@MohammedSF i can understand the idea that you are trying to say and tell the guys about ingeneral you are right but actually the assumptions and information that you used to do so is not accurate and wrong in some places, i'll try to exlain it better
MohammedSf wroteIf the performance of a single GTX 980 chokes when going down to PCIE 2.0 4x from 2.0 8x, but not from 16x to 8x, then the external throughput of the card should be in the 8GB/s range, ok
Well your logic is right but its not quite the case, yes the GTX980 chockes when going down from from 8x to 4x but that doesnt mean it needs the 8GB/s.. you forgot an important thing in Pcie bus and that is LATENCY, when you increase the bandwidth on a bus the latency will drop down regardless if you are using the full 8GB/s or just 500MB/s, inother words if you are sending 500Mb on a 8GB/s line is slower than sending them on a 16Gb/s line. and PCi express has much more problems than that where not going to talk about it but the size of "packets" you are sending even matters, so you cant quite assume that it is in the 8GB/s range it may be in the 1GB/s range but due to latency in the slower bus the performance degraded.
MohammedSF wroteAlso, that means PCIE 2.0 16x bus is even enough for 2 GTX 980 cards in 8x/8x sli (8GB/s for each card), but what happens if you go tri-sli ?
On a PCIE 2.0 8x/8x/4x configuration the throughput is (8GB/s+8GB/s+4GB/s=20GB/s) which is impossible since PCIE 2.0's max bandwidth is 16GB/s, that means either card #1 & #2 are sharing 12GB/s + card #3 @ 4GB/s, or card #1 runs @ 8GB/s + card #2 & #3 are sharing 6+2GB/s or something...
In both ways you have lost performance and card #3 is choking !
actually PCIe max bandwidth isn't 16GB/s the 16 lanes bandwidth is 16GB/sec but there are more than 16 independent lanes on the system the cpu has 16 lanes yes but the southbridge offers independant lanes too, so no cards won't be sharing bandwidth but rather the one on only 4 lanes with suffer from bandwidth/latency issues.

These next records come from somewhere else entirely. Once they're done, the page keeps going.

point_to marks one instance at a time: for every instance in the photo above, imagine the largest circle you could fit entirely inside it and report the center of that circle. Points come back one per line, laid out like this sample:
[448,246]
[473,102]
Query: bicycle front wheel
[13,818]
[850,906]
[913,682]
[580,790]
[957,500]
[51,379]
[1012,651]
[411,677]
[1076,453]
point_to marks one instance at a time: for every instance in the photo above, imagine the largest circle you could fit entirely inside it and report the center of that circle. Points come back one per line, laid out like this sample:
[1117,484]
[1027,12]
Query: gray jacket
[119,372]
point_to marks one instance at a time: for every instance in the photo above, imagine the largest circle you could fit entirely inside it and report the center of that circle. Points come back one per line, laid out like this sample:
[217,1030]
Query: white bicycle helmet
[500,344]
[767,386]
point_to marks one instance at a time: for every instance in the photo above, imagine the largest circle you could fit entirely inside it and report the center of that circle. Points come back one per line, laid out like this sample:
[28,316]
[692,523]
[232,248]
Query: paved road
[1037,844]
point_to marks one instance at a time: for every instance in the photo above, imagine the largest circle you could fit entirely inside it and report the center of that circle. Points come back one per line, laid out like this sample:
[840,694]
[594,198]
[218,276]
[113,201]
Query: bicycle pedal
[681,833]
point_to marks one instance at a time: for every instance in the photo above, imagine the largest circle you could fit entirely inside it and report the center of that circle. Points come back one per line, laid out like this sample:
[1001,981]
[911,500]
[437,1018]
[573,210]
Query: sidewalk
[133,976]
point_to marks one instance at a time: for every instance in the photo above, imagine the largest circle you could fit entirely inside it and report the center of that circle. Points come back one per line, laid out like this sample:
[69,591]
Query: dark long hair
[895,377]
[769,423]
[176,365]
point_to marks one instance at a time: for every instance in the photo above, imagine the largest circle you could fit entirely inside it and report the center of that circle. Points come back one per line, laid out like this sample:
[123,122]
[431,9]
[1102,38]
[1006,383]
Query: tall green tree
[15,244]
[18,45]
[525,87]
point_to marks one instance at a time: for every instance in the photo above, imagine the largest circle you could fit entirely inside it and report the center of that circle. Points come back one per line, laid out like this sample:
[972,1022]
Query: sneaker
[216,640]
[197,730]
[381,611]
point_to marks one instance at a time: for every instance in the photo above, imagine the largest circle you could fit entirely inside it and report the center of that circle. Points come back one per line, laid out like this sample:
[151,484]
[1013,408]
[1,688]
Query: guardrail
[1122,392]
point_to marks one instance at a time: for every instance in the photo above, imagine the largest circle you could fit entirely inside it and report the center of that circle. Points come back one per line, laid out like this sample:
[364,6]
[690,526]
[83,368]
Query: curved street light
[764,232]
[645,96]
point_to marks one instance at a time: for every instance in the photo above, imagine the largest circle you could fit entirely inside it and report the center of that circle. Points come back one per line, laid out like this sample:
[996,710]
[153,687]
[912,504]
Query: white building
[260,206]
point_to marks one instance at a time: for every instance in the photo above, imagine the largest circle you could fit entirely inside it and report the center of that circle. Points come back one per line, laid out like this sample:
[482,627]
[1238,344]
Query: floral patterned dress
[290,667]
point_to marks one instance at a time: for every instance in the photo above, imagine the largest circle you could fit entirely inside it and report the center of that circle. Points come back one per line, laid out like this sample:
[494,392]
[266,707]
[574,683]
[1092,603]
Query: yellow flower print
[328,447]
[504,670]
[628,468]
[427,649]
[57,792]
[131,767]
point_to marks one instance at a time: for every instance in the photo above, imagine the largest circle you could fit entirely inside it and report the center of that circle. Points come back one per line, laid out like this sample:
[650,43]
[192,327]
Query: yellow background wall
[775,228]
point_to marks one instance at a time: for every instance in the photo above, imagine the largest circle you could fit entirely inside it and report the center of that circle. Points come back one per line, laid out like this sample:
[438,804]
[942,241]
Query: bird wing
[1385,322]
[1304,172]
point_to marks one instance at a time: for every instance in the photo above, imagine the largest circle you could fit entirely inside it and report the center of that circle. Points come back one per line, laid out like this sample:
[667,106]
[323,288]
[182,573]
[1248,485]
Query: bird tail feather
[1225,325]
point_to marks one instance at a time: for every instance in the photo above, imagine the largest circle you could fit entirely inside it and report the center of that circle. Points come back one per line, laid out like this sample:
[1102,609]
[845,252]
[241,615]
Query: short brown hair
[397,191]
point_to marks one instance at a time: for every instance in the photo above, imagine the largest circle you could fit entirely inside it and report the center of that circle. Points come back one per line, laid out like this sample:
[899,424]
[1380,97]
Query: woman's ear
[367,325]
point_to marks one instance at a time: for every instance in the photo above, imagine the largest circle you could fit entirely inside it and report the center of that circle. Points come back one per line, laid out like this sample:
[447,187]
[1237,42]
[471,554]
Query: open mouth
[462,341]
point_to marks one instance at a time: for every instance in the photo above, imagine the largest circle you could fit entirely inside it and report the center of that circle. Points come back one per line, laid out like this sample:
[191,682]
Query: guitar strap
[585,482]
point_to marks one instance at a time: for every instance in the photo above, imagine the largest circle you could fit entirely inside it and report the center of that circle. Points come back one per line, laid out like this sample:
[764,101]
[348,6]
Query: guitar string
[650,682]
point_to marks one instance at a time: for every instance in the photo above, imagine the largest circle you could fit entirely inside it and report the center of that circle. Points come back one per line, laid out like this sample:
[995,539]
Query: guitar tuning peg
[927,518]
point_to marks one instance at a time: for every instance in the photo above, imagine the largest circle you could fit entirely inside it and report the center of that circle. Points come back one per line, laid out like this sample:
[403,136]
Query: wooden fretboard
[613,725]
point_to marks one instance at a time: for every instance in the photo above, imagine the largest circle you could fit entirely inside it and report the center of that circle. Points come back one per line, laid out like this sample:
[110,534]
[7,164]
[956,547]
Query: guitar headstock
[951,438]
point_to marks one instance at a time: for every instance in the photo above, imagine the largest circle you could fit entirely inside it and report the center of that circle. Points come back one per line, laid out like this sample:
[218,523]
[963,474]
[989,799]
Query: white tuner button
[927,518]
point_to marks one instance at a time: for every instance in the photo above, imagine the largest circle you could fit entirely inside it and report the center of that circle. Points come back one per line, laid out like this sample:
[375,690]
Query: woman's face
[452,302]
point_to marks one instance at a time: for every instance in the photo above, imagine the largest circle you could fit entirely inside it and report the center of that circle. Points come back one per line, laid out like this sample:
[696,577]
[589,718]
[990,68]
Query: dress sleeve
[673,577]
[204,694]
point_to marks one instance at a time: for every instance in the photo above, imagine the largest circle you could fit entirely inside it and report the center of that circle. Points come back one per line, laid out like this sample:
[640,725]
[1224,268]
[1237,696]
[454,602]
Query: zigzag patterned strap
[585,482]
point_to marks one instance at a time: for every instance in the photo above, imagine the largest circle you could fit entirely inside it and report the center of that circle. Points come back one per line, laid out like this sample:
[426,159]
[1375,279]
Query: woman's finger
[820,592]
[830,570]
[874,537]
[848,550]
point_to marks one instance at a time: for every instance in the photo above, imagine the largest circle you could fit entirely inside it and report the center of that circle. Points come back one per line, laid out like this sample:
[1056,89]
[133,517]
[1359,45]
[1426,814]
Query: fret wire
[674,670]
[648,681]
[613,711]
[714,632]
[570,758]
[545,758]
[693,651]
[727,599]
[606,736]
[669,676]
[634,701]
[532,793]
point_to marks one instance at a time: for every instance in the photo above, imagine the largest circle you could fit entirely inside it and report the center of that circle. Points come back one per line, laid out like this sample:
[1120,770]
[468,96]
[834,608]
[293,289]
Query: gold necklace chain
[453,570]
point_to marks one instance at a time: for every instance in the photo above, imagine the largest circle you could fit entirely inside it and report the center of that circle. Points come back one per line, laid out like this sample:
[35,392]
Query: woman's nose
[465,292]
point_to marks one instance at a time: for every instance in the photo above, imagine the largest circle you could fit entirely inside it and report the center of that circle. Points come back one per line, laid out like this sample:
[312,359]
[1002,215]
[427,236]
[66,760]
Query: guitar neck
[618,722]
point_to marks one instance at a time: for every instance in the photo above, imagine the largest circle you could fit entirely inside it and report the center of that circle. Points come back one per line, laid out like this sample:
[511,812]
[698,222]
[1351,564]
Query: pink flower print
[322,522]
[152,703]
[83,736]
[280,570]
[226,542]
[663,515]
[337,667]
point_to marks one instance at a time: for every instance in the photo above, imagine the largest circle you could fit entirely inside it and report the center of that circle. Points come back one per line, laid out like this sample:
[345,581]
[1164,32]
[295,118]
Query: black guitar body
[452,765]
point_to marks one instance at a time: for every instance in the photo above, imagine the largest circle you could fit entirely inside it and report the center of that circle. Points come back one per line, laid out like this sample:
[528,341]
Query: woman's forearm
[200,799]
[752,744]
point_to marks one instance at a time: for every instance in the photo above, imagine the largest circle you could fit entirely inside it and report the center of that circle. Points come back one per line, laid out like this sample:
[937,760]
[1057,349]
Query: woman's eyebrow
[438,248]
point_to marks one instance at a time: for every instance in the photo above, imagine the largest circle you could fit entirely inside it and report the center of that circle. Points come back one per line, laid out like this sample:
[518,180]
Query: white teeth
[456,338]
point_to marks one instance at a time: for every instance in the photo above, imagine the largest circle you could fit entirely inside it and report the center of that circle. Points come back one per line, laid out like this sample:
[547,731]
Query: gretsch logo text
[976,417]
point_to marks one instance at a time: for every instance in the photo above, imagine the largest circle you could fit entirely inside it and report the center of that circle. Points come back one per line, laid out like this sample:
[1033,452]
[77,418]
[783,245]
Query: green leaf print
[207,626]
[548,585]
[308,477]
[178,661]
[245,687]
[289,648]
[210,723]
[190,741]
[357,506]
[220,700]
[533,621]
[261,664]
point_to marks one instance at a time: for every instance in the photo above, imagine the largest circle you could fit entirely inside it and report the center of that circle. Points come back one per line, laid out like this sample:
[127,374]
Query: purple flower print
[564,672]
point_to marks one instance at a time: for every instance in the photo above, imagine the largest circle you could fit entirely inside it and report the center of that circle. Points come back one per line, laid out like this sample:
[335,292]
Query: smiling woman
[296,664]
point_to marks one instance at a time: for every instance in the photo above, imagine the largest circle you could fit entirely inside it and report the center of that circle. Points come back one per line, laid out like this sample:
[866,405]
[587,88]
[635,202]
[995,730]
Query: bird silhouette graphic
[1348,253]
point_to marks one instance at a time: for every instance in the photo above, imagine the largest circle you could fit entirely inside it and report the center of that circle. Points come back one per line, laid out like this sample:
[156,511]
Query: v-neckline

MohammedSF wroteSomewhere on your board, your latest i7 4790k is connected to the external bus @ 5GT/s (37.25GB/s) while somewhere else the memory controller connects the external bus to dual-channel DDR3-1600mhz RAM @ 25GB/s..
Can you see the bottleneck ? 37.25GB/s vs. 25GB/s ?!
]The performance loss isn't that huge right, you know why ? because a single 4790k processor doesn't benefit from such bus while 2 or more definitely does.
I dunno where did you get that info but the i7 4790k is only connected to the DMI at 5GT/s(Intel terrible marketing number) which translates to around max 5GB/s and not to 32GB/s like the 5GT/s of Pci express,do u see how companies make use of some terms that the "Tech Authorities" around the internet relate to something good lol Smart Intel engineers.
What they mean is that the DMI bus tranfers data at 5GT/s but the DMI has 4 deferential pairs which moves the number to 20GT/s in total sounds great 20GT/s is always better and it is exactly equal to 20Gbit/s because of how this bus works, but this bus uses an encoding scheme that we are not gonna talk about now,it has around lets say 20% overhead which moves the number to 16Gb/s and you divide by 8 which gives us 2GB/s multiply by 2 gives us 4GB/s...ohh well it's 4GB/s bus hehe, and not 37.25GB/s everyone on the internet talks about. smart Intel but not on me =D
anyway also the CPU is connected to the PCIexpress lanes via a ~3-4Ghz QPI bus(no information about Haswell non Xeon cpus also a bad move from intel) translates to somewhere around ~25-30GB/s, and to the memory with a 25GB/s bus. so what you wrote about the bottleneck makes no sense since we are talking about two independent mediums. and the last sentence also isn't true since the 4790k is more than capable of making use of this bus since this Bus is the same one that passes the data around the Cpu not only memory stuff. anyway i hope it is clearer now, if you read the Pci express technical papers you will notice lots of marketing nonsense in how it works and numbers companies provide.
edit: btw if you use single or dual channel ram you are still using a 25.6GB/s bus and not like what you said 12.5GB/s the difference is in something else
edit2: just realized that QPI in haswell is still 3.2Ghz and haven't been upgraded like server Haswell CPUs, simply the 25.6 GB/s memory bus is the same as QPI lol intel says memory bus is 25.6GB/s and its exactly the bandwidth of a 3.2Ghz QPI which dates back to Nehalem days.